Indaga-se, no entanto, por acaso o salário do empregado,
pelos serviços prestados, não lhe pertence? A riqueza não pertence a quem a detém? Os recursos materiais acumulados não pertencem a quem os acumulou honestamente?
A revelação espírita afirma que a matéria pertence a
matéria. Os espíritos, viajores do universo cósmico, só possuem os bens e os valores que podem carregar para qualquer dimensão do universo infinito. A parábola do rico insensato revela essa verdade.
Por isso, Jesus manda devolver.
Ainda que Injustas as leis e injustos os tributos, importa
sejam honrados, pois são frutos de um mundo injusto, de provas e expiações, onde o mal predomina. E, depois, na Terra só encarnam espíritos igualmente injustos.
São injustos os comportamento que sonegam imposto,
que descumprem as leis, que desrespeita o meio ambiente, jogando lixo nas ruas, que estaciona em local proibido ou reservado, que fura a fila, que retém o troco que foi dado por equivoco, que reserva lugares e cadeiras em ambientes públicos ao amigo que ainda não chegou, mais injustos, ainda, os os comportamentos apelidados de “jeitinho brasileiro” que capta ilegalmente a água, a energia, os sinais de tv à cabo, telefone, internet, etc.

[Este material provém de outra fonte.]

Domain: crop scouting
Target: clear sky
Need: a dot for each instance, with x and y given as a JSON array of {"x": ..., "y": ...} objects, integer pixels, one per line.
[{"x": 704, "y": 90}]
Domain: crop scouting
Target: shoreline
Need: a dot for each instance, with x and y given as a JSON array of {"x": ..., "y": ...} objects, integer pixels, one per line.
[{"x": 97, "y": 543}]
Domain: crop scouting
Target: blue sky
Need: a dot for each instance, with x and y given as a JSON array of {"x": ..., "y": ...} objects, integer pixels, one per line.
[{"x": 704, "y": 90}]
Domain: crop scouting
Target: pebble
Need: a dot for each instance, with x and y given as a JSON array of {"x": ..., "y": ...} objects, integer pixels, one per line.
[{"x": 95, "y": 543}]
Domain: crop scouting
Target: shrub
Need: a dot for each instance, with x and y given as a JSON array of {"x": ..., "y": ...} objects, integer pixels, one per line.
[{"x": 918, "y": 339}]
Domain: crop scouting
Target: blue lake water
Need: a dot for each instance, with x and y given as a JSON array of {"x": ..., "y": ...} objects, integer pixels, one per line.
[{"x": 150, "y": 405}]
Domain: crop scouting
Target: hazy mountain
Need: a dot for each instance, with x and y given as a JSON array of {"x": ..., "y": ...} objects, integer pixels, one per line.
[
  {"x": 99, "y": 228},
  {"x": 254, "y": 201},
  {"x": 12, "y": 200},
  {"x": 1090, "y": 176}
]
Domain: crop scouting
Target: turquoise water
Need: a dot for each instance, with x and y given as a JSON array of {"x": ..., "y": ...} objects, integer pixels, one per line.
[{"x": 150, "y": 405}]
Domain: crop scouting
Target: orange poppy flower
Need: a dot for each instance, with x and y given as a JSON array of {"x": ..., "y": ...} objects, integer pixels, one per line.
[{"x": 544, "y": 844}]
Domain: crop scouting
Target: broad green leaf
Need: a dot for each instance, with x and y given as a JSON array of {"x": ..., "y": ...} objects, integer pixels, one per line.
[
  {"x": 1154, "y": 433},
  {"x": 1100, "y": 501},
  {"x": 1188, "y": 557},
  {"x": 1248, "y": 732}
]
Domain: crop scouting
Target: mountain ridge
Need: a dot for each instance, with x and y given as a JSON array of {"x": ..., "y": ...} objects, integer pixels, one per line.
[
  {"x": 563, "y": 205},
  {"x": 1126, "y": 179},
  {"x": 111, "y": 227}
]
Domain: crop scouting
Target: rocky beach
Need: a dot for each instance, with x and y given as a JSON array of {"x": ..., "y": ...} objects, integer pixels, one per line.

São pequenos comportamentos igualmente injustos como aqueles outros cometidos, em maior dimensão, pelos políticos e governantes injustos.
Com esses comportamentos, largamente adotado pelo
cidadão, a semelhança de outros não enumerados, o desejado mundo melhor fica cada vez mais longe.
É isso que Jesus está ensinando no texto. O mundo pode
ser injusto, mas é obrigação de cada um ser justo e cumprir com todas as obrigações impostas pelas organizações do mundo em que vive. O discípulo do Cristo não é aquele que aparenta ser, como eram os fariseus. O discípulo do Cristo é aquele que vive seus ensinamentos. Dar a Cesar o que é de César é cumprir todas as exigências do mundo material, por pior que sejam.
Descumprir as exigências e as regras do mundo,
especialmente aquelas que impõem obrigações, sob o argumento de que são injustas, escondem, na verdade, um outro propósito que o ser abriga em sua intimidade e que merece ser enfrentado.
Trata-se do interesse pessoal.
Na questão 895, do livro dos espíritos, Allan Kardec
pergunta:
Além dos defeitos e vícios sobre os quais ninguém se
enganaria, qual o sinal mais característico da imperfeição? Resposta: o interesse pessoal.
E concluem os imortais que o apego às coisas materiais é
um sinal notório de inferioridade, porque quanto mais o homem se prende aos bens deste mundo menos compreende sua destinação.
Pelo desinteresse, ao contrário, prova que vê o futuro sob
um ponto de vista mais elevado.
Essa é a grande lição que Jesus deixou, quando
recomenda que se deve devolver ao mundo o que pertence ao mundo. Jesus convida o ser a crescer para Deus, porque é de Deus. Está no mundo, mas não pertence ao mundo.
Cumprir as obrigações que o mundo impõe é regra de
ouro para quem pretende viver num mundo melhor, porquanto honrar as regras de um mundo injusto é exercício para o desapego. E o desapego representa libertação das imperfeições, afigurando-se como um cartão de embarque para um mundo melhor.